Am I in gay baby jail or, ll OPEN
Honestly, if they knew this was how things were going to have been,they would have just run late to this Nexus thing. At least then they could’ve run after the bus with toast in their mouth like some stupid protagonist straight out of their Japanese Animes.
But no; instead they’d woken up on the floor in some weird bedroom with some weird girl-I know what you’re thinking, don’t make it weird now-in some psuedo high-tech place. They’d kind of ignored her and followed the arrows that led to some huge room filled to the brim with about 19-no, make that 20, their roomie had stumbled in after them-kids not including herself. Almost as soon as they’d made the head count, the intercom blared.
If Mayumi was being honest, they rather liked the mysterious speaker. Unfortunately for him, the whole “nose-job-gone-wrong” tone of his voice quickly lost their interest, and they soon zoned out, looking around at the room they were in.
At the mention of a barcode on their arm, they looked idly at their right arm, pulled up their jacket sleeve and sure enough, there it was. No matter how much they poked and prodded at it, it seemed pretty embedded in-just like a tattoo, almost.
When the intercom shut off, the other kids seemed to act all at once, asking questions-some even in languages they didn’t understand-or freaking the heck out. Mayumi, on the other hand, just chuckled slightly.

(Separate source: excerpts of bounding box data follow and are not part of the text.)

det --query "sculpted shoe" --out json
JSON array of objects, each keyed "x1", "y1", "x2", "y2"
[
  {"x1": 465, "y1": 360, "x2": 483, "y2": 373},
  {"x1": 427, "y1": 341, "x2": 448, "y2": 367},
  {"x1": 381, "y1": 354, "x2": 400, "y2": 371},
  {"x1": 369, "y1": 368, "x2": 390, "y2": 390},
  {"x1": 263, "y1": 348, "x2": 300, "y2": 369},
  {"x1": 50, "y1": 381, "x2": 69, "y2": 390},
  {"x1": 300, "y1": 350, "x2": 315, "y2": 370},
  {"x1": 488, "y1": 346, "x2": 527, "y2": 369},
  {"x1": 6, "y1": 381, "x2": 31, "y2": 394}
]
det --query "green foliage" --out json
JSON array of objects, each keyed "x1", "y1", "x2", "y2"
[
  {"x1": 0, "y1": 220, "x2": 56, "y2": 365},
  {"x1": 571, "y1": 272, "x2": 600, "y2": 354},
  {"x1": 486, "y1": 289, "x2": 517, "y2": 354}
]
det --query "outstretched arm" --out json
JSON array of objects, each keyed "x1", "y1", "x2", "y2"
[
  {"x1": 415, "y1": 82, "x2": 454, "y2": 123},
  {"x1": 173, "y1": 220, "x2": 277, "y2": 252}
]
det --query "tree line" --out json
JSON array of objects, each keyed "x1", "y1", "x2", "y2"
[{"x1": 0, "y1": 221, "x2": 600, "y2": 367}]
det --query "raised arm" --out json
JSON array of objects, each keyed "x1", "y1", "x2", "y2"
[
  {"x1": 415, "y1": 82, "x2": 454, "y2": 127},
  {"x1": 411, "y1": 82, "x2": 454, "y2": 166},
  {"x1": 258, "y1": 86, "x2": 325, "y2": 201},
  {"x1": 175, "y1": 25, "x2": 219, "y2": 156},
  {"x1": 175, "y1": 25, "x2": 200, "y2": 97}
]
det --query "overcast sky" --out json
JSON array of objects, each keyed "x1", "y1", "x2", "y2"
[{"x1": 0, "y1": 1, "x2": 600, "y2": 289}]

“[Why are we here, I wonder...maybe we’ve done something bad. Bad and naughty children get put in the Pear Wiggler to atone for their crimes, after all. Ehhh...we’re probably just part of some dumb prank by these Nexus folks...]” They spoke in Japanese, not bothering with English since if some people here didn’t bother, why should they?
Shaking the entire situation off, they swiftly left the main room to go investigate their new surroundings. The barcode-tattoo worked just like the mysterious man said it would, and Mayumi managed to to have a quick look around the rooms they could access before deciding to hole up in the theater. It looked nice enough and hopefully the seats were that nice fuzzy materi--hold the fucking phone.
Is that Space Jam playing?
Holy shit, it was. Mayumi knew what they were spending the rest of this silly prank doing. It’s movie time; not as good as peach time, of course, but just as good now that Space Jam was playing. And it was just starting, too. Nice.
They’d just settled into a seat-after confirming that the seats were indeed the velvet, fuzzy ones they always loved-and were pondering if they could get popcorn and a soda real quick before the actual movie started, when the door of the theater opened. Oh, how nice! They could watch a movie together. They turned in their seat, and nearly greeted them in Japanese before remembering that not everyone here seemed to speak that language. Well then, English it is.
“Come on and slam and welcome to the jam, friend. Gonna join me and watch a nice movie with me?”